Environmental concerns tend to be lost on people who need food and homes for their families. Rara Avis, which is 90 percent virgin jungle, has shown that conservation and development need not be in conflict.

By harvesting rain forest products such as wicker, tree seedlings, ornamental plants, and hothouse moths, the project turned profitable in 1990. Its employment of local people provides a better living for them than leveling the rain forest for cattle and lumber, according to Bien. All of Las Horquetas benefits. And the value of husbanding a precious natural resource is taught.

On the side of a mountain at a cool and comfortable 2,000 feet (an average 72 degrees F. year-round) is the journey's end - the lodge, two stories high and made of native manu wood. Each room has its own porch and hammock, comfortable beds, kerosene lamps, as well as hot showers fed by a jungle stream.

A tantalizing aroma comes from a separate building, where the chef prepares a Costa Rican arroz con pollo (chicken and rice dish) on a charcoal stove. Rara Avis employs a full-time staff of six, including several trained naturalist guides, as well as part-time workers. The surroundings include an extensive series of jungle trails, ranging from easy to very difficult.

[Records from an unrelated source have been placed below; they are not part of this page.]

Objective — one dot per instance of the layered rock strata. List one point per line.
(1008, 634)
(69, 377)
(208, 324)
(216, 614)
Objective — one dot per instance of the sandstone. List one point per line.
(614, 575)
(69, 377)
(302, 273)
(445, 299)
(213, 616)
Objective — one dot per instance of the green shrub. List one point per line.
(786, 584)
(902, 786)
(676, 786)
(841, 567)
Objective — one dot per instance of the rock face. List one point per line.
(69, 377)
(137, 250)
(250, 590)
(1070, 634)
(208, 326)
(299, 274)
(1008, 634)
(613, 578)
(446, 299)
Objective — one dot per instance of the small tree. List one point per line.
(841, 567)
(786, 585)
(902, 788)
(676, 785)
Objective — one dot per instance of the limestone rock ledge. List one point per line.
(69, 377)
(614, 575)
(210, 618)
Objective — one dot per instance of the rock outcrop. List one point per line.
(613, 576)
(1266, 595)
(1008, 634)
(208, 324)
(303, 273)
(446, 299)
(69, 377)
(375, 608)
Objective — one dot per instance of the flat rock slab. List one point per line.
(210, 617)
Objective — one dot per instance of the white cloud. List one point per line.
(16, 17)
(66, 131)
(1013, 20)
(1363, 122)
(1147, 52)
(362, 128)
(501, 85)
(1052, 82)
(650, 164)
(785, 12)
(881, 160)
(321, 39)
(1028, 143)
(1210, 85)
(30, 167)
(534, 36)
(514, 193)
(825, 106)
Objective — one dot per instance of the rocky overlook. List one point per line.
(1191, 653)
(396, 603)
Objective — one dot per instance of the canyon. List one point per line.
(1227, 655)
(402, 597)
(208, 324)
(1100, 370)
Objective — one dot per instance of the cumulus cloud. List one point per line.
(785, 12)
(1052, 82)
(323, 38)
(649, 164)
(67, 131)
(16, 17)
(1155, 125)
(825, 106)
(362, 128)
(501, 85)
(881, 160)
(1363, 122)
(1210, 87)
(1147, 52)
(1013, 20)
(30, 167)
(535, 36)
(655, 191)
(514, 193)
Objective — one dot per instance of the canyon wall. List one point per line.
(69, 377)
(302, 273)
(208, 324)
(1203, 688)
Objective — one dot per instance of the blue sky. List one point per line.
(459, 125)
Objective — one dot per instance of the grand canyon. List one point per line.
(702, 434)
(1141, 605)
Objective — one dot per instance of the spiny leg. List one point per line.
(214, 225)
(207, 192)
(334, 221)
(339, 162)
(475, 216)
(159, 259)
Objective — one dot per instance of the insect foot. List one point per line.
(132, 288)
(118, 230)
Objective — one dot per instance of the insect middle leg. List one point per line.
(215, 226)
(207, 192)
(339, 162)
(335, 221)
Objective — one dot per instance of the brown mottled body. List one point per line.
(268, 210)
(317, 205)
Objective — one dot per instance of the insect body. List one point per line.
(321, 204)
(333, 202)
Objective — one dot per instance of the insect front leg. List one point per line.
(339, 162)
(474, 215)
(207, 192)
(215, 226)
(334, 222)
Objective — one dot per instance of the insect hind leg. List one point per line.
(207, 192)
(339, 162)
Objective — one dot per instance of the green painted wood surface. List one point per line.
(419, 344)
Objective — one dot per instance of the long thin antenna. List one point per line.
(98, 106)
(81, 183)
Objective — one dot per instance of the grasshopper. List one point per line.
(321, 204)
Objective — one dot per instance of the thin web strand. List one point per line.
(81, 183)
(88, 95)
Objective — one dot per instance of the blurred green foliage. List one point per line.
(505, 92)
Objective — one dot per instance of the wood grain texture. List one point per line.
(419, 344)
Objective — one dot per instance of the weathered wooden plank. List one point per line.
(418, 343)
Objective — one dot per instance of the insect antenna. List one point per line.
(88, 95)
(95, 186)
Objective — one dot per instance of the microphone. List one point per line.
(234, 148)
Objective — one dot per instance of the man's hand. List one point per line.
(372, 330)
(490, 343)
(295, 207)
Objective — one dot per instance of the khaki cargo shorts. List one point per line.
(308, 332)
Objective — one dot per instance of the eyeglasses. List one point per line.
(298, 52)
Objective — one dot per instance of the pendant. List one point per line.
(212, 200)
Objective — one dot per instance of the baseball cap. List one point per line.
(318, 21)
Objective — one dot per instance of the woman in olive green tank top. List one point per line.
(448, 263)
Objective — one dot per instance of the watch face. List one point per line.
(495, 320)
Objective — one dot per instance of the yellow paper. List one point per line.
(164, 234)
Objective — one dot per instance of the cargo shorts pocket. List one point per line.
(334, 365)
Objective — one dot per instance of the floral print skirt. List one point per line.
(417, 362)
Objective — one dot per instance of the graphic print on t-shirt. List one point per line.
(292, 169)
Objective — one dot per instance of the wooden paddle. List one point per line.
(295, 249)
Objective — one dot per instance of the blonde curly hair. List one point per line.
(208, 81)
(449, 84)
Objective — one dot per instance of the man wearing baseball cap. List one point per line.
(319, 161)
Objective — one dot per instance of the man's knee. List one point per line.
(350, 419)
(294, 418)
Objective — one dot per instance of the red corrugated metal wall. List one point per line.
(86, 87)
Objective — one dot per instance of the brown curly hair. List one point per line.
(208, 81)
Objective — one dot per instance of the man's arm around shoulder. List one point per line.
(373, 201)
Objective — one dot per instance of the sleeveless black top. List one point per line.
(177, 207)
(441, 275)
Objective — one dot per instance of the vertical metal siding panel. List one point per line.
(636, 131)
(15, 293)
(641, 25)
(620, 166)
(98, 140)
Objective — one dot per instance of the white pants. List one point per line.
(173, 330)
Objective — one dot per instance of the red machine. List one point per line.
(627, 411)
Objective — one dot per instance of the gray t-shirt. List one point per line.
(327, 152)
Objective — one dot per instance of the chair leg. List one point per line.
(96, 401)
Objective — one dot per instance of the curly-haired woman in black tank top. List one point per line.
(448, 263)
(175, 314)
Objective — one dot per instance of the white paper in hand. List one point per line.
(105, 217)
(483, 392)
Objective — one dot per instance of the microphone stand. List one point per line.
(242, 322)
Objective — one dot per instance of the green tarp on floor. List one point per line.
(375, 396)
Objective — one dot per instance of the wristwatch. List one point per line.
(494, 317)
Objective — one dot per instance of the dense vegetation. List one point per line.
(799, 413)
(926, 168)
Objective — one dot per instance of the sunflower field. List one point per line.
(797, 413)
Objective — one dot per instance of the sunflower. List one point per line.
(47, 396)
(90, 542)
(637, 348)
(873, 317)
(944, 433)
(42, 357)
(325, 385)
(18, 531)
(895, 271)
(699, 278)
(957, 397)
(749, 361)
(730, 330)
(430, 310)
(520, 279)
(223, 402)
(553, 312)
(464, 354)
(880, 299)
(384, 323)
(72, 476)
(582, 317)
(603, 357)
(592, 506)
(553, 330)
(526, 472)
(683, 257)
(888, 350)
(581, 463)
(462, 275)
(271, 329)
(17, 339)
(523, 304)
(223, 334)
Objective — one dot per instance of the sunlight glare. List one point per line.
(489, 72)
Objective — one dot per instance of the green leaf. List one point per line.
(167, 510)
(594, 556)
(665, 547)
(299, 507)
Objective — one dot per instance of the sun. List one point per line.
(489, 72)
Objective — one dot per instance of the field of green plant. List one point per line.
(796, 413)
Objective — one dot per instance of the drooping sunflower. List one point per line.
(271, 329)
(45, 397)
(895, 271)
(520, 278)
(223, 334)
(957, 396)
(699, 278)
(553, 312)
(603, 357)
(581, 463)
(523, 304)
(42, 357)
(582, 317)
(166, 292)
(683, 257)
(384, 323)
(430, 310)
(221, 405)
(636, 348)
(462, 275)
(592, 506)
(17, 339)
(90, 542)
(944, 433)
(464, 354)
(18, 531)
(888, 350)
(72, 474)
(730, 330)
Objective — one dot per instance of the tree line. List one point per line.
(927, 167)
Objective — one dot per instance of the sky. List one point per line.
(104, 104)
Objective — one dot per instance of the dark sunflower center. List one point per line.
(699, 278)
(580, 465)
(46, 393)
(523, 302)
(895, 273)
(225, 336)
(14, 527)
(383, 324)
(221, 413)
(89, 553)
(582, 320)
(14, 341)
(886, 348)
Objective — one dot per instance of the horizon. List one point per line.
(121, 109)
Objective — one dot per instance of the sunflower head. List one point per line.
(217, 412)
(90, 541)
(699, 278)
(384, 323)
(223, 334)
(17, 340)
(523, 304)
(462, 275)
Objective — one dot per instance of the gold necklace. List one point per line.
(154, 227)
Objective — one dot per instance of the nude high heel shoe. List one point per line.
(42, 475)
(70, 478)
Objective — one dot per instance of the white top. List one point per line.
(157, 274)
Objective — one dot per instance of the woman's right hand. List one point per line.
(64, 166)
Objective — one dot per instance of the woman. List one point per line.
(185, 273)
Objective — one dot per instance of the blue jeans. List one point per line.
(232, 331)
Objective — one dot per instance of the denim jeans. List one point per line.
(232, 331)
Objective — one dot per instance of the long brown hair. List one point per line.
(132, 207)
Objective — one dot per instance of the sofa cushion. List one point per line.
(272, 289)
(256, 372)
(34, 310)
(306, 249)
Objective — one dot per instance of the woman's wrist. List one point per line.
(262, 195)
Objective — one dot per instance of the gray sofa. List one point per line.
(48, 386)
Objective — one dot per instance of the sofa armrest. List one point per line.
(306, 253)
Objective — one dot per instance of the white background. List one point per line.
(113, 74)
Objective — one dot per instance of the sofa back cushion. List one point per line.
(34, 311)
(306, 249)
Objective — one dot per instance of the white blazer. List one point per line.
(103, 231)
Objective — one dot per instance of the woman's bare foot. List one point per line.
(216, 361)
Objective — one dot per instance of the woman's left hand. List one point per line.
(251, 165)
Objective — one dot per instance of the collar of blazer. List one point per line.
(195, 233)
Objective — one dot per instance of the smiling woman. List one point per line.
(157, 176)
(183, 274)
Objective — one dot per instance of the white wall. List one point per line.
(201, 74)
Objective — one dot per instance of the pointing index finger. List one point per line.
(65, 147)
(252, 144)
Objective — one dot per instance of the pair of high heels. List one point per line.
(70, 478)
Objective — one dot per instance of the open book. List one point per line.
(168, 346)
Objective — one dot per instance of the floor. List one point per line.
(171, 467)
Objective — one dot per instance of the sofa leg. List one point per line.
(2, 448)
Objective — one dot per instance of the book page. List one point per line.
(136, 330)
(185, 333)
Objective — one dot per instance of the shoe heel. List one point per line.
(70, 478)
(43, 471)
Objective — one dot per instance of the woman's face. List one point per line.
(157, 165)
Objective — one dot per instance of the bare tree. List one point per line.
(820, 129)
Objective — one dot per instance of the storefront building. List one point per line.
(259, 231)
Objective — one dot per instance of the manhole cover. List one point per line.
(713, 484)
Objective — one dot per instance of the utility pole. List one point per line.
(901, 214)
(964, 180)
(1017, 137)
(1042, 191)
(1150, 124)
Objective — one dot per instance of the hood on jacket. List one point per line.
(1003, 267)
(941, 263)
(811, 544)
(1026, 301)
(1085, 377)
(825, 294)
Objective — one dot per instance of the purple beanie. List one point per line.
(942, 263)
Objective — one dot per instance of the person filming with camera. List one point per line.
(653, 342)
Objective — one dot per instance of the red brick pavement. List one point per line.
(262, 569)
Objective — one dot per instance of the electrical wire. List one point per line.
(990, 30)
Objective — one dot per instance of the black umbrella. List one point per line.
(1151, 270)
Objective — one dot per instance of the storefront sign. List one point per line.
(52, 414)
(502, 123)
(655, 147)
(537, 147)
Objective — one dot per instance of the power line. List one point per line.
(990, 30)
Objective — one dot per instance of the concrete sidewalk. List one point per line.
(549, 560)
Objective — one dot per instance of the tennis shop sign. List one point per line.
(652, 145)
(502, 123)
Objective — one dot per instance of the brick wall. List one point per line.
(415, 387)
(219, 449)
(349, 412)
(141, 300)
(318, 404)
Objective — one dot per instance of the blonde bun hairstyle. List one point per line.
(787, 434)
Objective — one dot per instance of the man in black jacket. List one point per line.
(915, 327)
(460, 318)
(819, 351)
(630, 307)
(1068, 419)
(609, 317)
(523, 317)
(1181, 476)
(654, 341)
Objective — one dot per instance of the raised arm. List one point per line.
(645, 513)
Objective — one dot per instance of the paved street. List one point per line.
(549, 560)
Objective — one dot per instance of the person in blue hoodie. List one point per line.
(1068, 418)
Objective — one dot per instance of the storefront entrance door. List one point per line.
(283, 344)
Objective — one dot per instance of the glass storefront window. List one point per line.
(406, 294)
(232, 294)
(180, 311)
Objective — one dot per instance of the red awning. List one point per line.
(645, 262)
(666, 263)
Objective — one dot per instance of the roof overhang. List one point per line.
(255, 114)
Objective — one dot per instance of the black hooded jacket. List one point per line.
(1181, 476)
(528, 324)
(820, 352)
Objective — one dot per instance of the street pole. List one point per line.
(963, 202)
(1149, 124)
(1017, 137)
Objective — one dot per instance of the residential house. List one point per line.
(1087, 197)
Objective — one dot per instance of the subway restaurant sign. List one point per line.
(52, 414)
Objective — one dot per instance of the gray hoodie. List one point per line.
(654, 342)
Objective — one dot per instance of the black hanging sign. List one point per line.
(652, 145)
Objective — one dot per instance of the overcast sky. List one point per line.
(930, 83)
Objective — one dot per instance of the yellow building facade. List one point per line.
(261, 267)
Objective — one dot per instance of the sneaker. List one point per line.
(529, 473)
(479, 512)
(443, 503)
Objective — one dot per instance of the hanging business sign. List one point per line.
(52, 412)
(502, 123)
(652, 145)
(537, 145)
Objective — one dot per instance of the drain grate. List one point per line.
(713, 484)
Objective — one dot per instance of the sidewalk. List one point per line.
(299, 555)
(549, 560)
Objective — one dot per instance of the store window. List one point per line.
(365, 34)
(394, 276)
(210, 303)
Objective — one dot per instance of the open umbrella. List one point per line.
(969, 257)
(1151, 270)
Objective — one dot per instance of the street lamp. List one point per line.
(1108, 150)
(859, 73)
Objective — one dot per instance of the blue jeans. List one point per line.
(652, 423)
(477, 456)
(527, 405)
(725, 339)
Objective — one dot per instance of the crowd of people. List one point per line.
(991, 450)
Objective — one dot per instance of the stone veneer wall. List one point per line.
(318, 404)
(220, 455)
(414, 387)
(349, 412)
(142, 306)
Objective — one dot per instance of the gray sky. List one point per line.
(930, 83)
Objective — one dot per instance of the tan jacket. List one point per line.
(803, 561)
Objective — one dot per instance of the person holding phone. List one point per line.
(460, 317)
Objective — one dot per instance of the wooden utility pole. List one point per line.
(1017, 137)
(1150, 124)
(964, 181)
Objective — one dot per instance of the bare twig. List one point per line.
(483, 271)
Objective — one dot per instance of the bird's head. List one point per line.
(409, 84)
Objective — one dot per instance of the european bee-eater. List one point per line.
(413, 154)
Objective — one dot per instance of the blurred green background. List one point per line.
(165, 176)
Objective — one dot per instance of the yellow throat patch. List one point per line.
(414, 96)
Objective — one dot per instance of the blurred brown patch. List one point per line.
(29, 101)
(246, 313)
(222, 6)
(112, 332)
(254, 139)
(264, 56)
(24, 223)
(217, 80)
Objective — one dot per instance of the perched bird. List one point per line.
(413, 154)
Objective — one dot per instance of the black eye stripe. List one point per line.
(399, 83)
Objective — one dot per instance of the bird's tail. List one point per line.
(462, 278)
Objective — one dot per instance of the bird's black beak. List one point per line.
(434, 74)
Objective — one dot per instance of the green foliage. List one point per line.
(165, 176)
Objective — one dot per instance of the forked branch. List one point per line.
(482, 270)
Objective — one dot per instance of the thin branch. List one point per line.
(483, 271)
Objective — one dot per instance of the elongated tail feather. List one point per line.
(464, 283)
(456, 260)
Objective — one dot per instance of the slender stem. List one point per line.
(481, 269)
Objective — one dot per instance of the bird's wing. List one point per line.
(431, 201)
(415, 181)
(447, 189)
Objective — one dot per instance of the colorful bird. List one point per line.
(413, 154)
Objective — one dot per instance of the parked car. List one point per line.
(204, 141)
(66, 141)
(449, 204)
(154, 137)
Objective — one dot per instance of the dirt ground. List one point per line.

After lunch, Bien hands out rubber boots, then leads a trek along a trail with ankle-high mud and emerald green all around. Hummingbirds dart among vines of orchids, bromeliads, and philodendrons. Visitors spot toucans, great green macaws, and other rare species. Though scarce, poisonous snakes such as the bushmaster also inhabit the area.

A steady dull roar fills the air; the trail drops steeply, edging 180-foot Pilango waterfall, a magnificent cascade over three levels of terraced pools and moss-covered rocks. At the base, Bien instigates a skinny dip, swimming across a pool and climbing onto a rock ledge behind the thundering falls. This is drinking water, cool and mountain clear.

DEEPER into the jungle is Rara Avis's most amazing achievement: the unique ``Automated Web for Canopy Exploration,'' a metal cage hung from a cable that uses a pully-and-winch system to explore the rain forest canopy at a height of 150 feet. Half of all life forms live in the canopy, few of them documented. The web is acclaimed for having provided scientists their first Tarzan-level peek into this rich and many-faceted ecosystem.

A visitor volunteers for a turn, swinging out 200 feet over a tropical gorge in a cage dangling from a wire that was strung originally tree-to-tree with a crossbow. Amid the opaque green canopy festooned with rich blooms, a monkey blurs past, then a swirl of electric blue morpho butterflies.

Later back at the lodge, twilight ushers in a purple sky. Night falls windless yet virtually mosquito-free because of the altitude. Instantly, as though a switch were thrown, a serenade starts: craoking frogs; the machine-steady chirp of crickets and katydids; barking howler monkeys.

Bien suggests a night walk in the rain forest. No dangers, he promises. Armed with flashlights, the curious follow him along a narrow path; only then does he offhandedly remark that snakes do hunt at night. Bien shines a light on a tarantula nest in a hanging liana vine - nobody home. Foxfire fungus on a decomposing leaf glows ghostly blue. A bat flutters, fireflies wink.

So the forest reveals itself: fragile, complex, connective. Walk off-trail and the unseen life veins of a philodendron are severed by heavy feet. Cut a thick liana for a drink of fresh water and high up in the canopy a 25-year-old plant withers and dies. Cut enough trees and everything from ants to jaguars vanishes.

Rara Avis is an affirmation. Elsewhere, as Amos Bien is wont to repeat, birds and insects, useful and useless plants, pretty and plain animals - they're going. And once they're gone, they're gone.